NoSQL Injection
Was ist NoSQL Injection?
NoSQL InjectionInjection-Angriff, der Operatoren, JSON oder das Abfrage-DSL einer NoSQL-Datenbank manipuliert, um Logik zu umgehen oder Daten zu extrahieren.
NoSQL Injection nutzt Anwendungen aus, die Abfragen für Dokument- oder Key-Value-Speicher (etwa MongoDB, CouchDB, Elasticsearch) aus nicht vertrauenswürdiger Eingabe zusammensetzen. Statt SQL-Syntax einzuschleusen, manipuliert der Angreifer die JSON-Struktur, Operatoren wie $ne oder $gt oder Fragmente der Abfragesprache, um sich ohne Zugangsdaten anzumelden, beliebige Dokumente zurückzugeben oder server-seitiges JavaScript auszuführen, falls die Engine das unterstützt. Blinde Varianten leaken Daten über boolesches oder zeitbasiertes Verhalten. Gegenmaßnahmen sind strikte Schemavalidierung, Typumwandlung der Eingaben in erwartete Primitivtypen, Ablehnung von Objekt-Payloads an Stellen, an denen Strings erwartet werden, der Einsatz von Query-Buildern mit expliziten Operatoren und das Prinzip minimaler Rechte für Datenbankkonten.
● Beispiele
- 01
Senden von {"username": "admin", "password": {"$ne": null}} an einen MongoDB-Login, der Passwort-Hashes mit einem String vergleicht.
- 02
Einschleusen eines JavaScript-Ausdrucks in eine $where-Klausel, um Dokumente aus einem verwundbaren Endpunkt zu enumerieren.
● Häufige Fragen
Was ist NoSQL Injection?
Injection-Angriff, der Operatoren, JSON oder das Abfrage-DSL einer NoSQL-Datenbank manipuliert, um Logik zu umgehen oder Daten zu extrahieren. Es gehört zur Kategorie Angriffe und Bedrohungen der Cybersicherheit.
Was bedeutet NoSQL Injection?
Injection-Angriff, der Operatoren, JSON oder das Abfrage-DSL einer NoSQL-Datenbank manipuliert, um Logik zu umgehen oder Daten zu extrahieren.
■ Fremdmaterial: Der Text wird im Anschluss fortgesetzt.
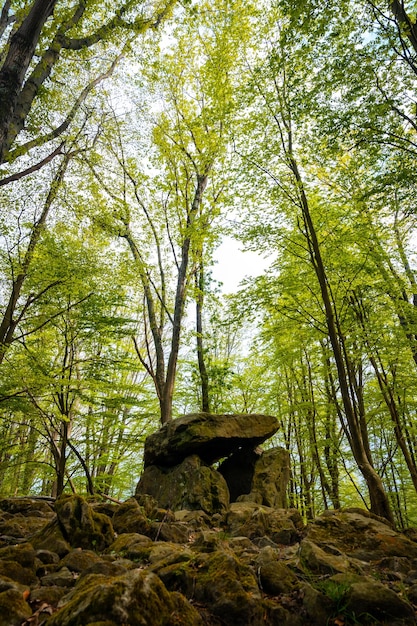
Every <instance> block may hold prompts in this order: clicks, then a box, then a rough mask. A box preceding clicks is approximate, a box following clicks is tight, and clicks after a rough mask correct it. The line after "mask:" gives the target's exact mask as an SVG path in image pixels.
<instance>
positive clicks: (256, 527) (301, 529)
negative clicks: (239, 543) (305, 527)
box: [226, 502, 304, 545]
mask: <svg viewBox="0 0 417 626" xmlns="http://www.w3.org/2000/svg"><path fill="white" fill-rule="evenodd" d="M226 528H227V530H228V531H229V532H230V533H231V534H232V535H233V536H235V537H238V536H243V537H248V538H249V539H252V540H254V539H255V538H260V537H268V538H269V539H271V540H272V541H273V542H275V543H277V544H283V545H291V544H292V543H294V542H296V541H297V540H299V537H300V532H301V531H302V530H303V528H304V524H303V521H302V518H301V515H300V513H299V512H298V511H297V510H296V509H274V508H272V507H267V506H260V505H258V504H255V503H253V502H234V503H233V504H231V505H230V511H229V513H228V515H227V518H226Z"/></svg>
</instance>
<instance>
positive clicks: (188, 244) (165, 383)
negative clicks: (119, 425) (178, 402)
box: [160, 174, 208, 424]
mask: <svg viewBox="0 0 417 626" xmlns="http://www.w3.org/2000/svg"><path fill="white" fill-rule="evenodd" d="M207 181H208V175H207V174H204V175H198V176H197V187H196V190H195V194H194V199H193V203H192V205H191V208H190V210H189V213H188V217H187V231H186V235H185V238H184V241H183V244H182V247H181V263H180V267H179V269H178V280H177V291H176V295H175V308H174V320H173V328H172V340H171V350H170V353H169V358H168V366H167V373H166V378H165V385H164V391H163V397H162V399H161V400H160V406H161V423H162V424H165V423H166V422H168V421H169V420H170V419H172V399H173V395H174V386H175V377H176V373H177V361H178V353H179V349H180V335H181V327H182V320H183V316H184V307H185V300H186V288H187V273H188V262H189V255H190V246H191V237H192V233H191V231H192V227H193V224H194V220H195V217H196V215H197V212H198V210H199V208H200V206H201V202H202V200H203V194H204V190H205V188H206V186H207Z"/></svg>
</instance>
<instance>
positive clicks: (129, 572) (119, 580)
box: [47, 569, 202, 626]
mask: <svg viewBox="0 0 417 626" xmlns="http://www.w3.org/2000/svg"><path fill="white" fill-rule="evenodd" d="M61 604H62V605H63V606H62V608H61V609H60V610H59V611H58V612H57V613H55V615H53V616H52V617H51V618H50V619H49V620H48V621H47V626H81V625H85V624H92V623H94V622H104V621H106V622H110V623H115V624H143V625H144V626H145V625H146V626H171V625H172V624H178V625H179V626H180V625H181V624H183V625H184V626H200V625H201V624H202V620H201V617H200V616H199V614H198V613H197V611H196V610H195V609H194V608H193V607H192V606H191V605H190V604H189V602H187V600H186V599H185V598H184V597H183V596H181V595H180V594H178V593H170V592H168V591H167V589H166V588H165V586H164V584H163V583H162V581H161V580H160V579H159V578H158V576H156V575H155V574H153V573H152V572H146V571H143V570H141V569H134V570H132V571H130V572H127V573H126V574H123V575H122V576H117V577H115V578H107V577H105V576H100V575H93V574H92V575H90V576H86V577H85V578H83V579H81V580H80V582H79V584H78V585H76V587H75V588H74V590H73V591H72V592H70V593H69V594H68V595H67V596H66V597H65V598H63V600H62V601H61Z"/></svg>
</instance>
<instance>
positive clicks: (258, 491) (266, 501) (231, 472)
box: [218, 448, 290, 509]
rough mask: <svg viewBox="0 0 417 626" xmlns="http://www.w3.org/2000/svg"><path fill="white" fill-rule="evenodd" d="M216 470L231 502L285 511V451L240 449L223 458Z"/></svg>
mask: <svg viewBox="0 0 417 626" xmlns="http://www.w3.org/2000/svg"><path fill="white" fill-rule="evenodd" d="M218 471H219V472H220V474H222V476H224V478H225V480H226V483H227V486H228V487H229V491H230V501H231V502H236V501H245V502H256V503H258V504H263V505H265V506H270V507H275V508H278V509H285V508H286V506H287V498H286V492H287V485H288V481H289V479H290V455H289V452H288V450H285V448H271V449H270V450H265V451H262V450H259V449H257V450H248V449H245V448H242V449H241V450H238V451H237V452H235V453H234V454H232V455H230V456H229V457H228V458H227V459H225V461H223V463H222V464H221V465H220V467H219V468H218Z"/></svg>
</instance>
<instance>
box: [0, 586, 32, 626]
mask: <svg viewBox="0 0 417 626" xmlns="http://www.w3.org/2000/svg"><path fill="white" fill-rule="evenodd" d="M31 615H32V609H31V608H30V606H29V604H28V603H27V602H26V600H25V599H24V597H23V594H22V592H21V591H20V590H17V589H14V588H10V589H6V590H5V591H2V592H1V593H0V626H20V624H21V623H22V622H23V621H24V620H26V619H28V618H29V617H30V616H31Z"/></svg>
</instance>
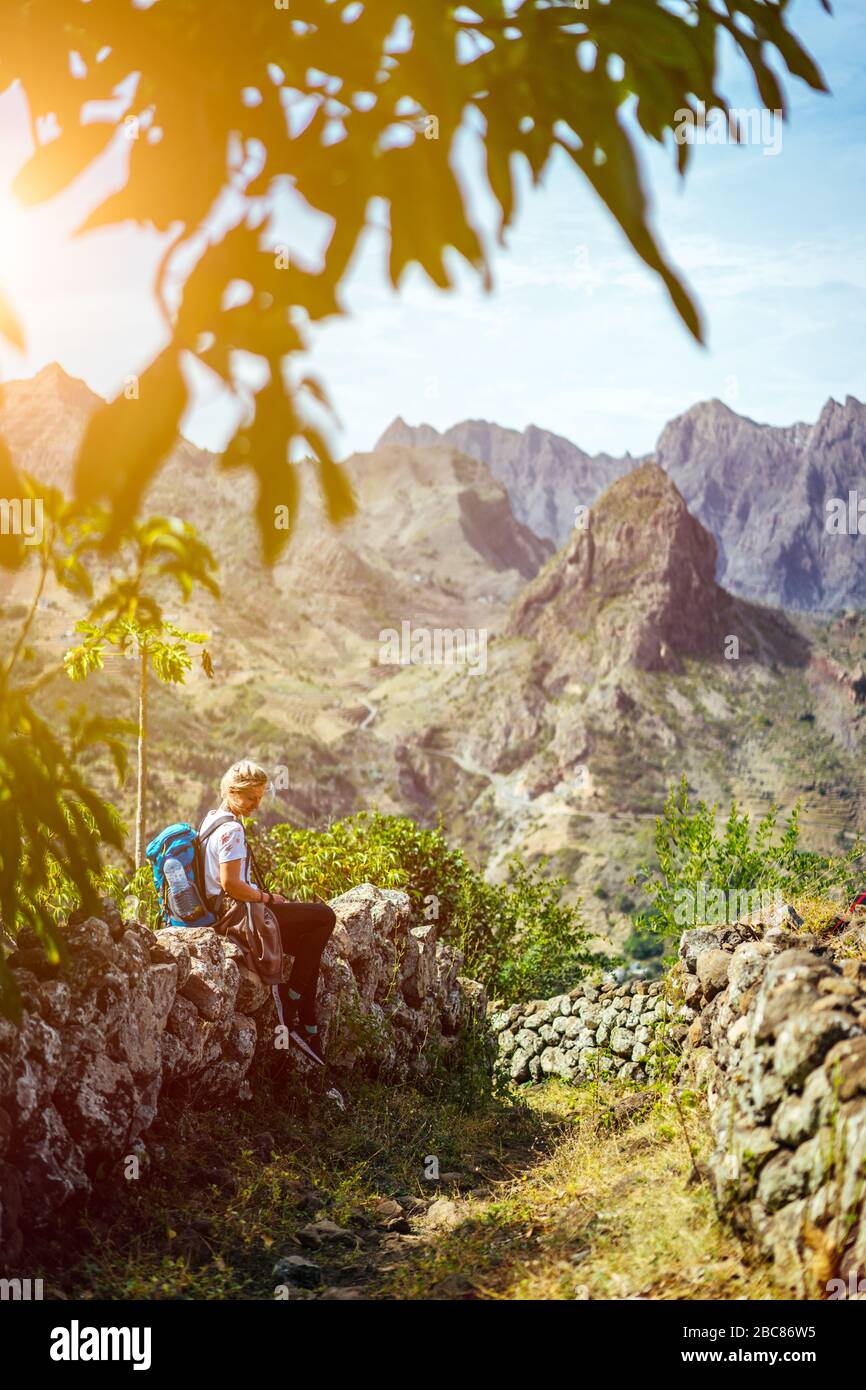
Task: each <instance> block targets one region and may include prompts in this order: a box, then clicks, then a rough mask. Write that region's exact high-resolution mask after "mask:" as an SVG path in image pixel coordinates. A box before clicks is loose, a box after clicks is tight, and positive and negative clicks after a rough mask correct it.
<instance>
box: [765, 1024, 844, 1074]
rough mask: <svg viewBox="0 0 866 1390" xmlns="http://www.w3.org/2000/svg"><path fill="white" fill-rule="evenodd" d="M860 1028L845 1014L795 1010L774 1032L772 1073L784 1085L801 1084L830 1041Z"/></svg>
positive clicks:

Wie schützt man sich gegen NoSQL Injection?
Schutzmaßnahmen gegen NoSQL Injection kombinieren typischerweise technische Kontrollen und operative Praktiken, wie in der Definition oben beschrieben.
Welche anderen Bezeichnungen gibt es für NoSQL Injection?
Übliche alternative Bezeichnungen: NoSQLi.